If you’ve seen the movie “Thor,” you may have been curious about Scandinavian mythology and its possible connection to the Christ myth. Here is a brief excerpt about Norse myth from my book Who Was Jesus? (245-6):
The Sacred Spear and The Side-Wounding
At Matthew 27:49, the Revised Standard Version of the Bible omits the phrase about the soldier taking a spear and piercing Jesus’s side, with water and blood pouring out. Why was this scripture included or omitted in different versions, if the incident really happened? Like so much of the gospels, this part seems to have been added for a specific purpose, rather than as a reflection of actual “history.” In some of the cultures of the Roman Empire at the time, there evidently were other gods and sacrificial victims who were likewise portrayed as having been “side-wounded,” including the Norse Father-God Odin, who was hung on a tree and wounded with a spear. The political reasons for this interpolation, then, may include an attempt to integrate these other cultures of the empire into what would become the state religion.

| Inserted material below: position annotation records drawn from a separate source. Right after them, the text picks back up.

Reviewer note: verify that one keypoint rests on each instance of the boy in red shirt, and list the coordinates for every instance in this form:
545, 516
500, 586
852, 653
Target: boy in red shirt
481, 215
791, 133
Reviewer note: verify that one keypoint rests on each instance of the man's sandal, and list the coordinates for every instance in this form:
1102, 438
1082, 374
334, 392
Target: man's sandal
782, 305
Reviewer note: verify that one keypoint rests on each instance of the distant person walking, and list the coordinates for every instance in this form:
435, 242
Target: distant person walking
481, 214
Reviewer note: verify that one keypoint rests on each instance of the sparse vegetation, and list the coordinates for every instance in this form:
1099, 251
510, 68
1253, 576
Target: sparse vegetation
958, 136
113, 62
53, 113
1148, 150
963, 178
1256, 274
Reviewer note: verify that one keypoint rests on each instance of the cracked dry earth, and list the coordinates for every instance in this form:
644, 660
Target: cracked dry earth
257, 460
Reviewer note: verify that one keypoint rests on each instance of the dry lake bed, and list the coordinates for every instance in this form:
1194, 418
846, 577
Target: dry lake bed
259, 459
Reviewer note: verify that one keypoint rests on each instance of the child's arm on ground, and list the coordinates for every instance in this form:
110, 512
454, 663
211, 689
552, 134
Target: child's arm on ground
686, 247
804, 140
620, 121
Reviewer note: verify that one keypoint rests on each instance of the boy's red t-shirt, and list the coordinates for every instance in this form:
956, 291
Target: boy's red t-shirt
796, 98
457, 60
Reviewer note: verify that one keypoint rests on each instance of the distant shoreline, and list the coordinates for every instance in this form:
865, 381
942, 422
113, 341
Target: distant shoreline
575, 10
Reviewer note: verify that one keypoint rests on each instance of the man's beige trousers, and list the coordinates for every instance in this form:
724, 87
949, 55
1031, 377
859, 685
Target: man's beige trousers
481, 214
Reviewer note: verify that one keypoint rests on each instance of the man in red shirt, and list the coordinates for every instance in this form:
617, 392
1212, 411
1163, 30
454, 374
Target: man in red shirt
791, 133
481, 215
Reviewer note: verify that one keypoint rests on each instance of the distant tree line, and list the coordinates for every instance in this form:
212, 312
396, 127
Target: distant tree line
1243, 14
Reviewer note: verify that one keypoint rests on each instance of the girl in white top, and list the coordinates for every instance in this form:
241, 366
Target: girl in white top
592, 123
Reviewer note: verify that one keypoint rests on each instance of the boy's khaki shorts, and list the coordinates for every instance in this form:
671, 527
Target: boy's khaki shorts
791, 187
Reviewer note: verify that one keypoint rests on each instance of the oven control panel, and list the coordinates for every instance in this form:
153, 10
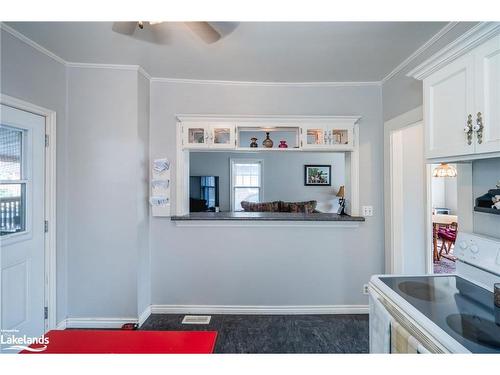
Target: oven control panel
480, 251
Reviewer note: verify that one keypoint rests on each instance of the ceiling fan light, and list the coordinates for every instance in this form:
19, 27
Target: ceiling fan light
444, 170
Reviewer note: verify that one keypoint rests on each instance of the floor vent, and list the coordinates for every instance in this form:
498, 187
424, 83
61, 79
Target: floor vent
196, 319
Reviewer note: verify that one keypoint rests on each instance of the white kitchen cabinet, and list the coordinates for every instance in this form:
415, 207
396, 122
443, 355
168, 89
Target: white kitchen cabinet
449, 108
487, 96
198, 135
461, 87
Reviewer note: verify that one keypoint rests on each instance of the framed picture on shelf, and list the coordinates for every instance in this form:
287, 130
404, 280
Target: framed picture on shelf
317, 175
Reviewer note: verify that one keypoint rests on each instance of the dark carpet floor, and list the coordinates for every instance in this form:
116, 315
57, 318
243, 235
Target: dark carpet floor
277, 333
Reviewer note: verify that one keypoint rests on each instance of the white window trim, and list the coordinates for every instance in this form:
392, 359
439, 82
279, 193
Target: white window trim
231, 177
181, 177
50, 201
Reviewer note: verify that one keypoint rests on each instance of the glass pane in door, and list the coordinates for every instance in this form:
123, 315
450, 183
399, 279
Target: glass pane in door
10, 153
12, 189
222, 136
12, 208
196, 135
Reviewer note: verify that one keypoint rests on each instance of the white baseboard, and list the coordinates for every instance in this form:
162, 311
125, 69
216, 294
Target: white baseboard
144, 315
259, 310
61, 325
94, 322
212, 309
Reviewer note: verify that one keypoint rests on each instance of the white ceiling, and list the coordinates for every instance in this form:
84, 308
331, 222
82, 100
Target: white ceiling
249, 51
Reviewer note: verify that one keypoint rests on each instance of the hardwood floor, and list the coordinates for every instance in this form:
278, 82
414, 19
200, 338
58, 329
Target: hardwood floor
277, 333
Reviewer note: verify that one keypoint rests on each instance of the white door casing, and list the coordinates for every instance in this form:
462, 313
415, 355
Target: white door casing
23, 253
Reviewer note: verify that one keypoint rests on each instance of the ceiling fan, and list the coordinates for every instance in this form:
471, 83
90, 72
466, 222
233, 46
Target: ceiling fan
203, 30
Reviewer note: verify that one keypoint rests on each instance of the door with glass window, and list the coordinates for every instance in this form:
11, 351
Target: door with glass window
22, 252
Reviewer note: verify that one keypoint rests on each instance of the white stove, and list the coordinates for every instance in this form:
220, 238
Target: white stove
444, 313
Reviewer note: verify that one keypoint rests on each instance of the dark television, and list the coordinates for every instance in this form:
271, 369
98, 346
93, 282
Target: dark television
203, 193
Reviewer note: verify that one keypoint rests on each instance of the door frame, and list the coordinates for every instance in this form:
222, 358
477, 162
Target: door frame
392, 174
50, 201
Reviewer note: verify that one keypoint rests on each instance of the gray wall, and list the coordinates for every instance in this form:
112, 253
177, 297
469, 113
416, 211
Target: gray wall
401, 93
34, 77
108, 232
413, 215
268, 266
485, 175
144, 256
283, 175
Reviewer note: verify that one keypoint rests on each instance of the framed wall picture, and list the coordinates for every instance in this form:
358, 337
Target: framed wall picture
317, 175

Much like the Christian father-god incarnated in Christ, in the Norse mythology Father Odin is depicted as hanging on the “world-tree” in an act of sacrifice, while wounded by a spear. The old Norse text the Havamal, one of the Norse (prose) Eddas, contains a poem called the Runatal, stanza 138, in which Odin says:
“I know that I hung,
on a windy tree,
for all of nine nights,
wounded with a spear,
and given to Óðinn,
myself to myself,
on that tree,
which no man knows,
from what roots it runs.”
Furthermore, the “All-Father” god Odin’s invincible and beloved son, Balder, is pierced with a spear of mistletoe. Although Balder dies, in the time of the Ragnarok or Norse “apocalypse,” he will be reborn or resurrected. This latter motif is similar to Christ’s “Second Coming” depicted in Revelation. Moreover, as Jesus is the “Light of the World,” so Balder is the “god of light.” In this way, Balder is the savior of the world who brings peace. Like Jesus and the Twelve, Balder is also depicted with “12 knights.”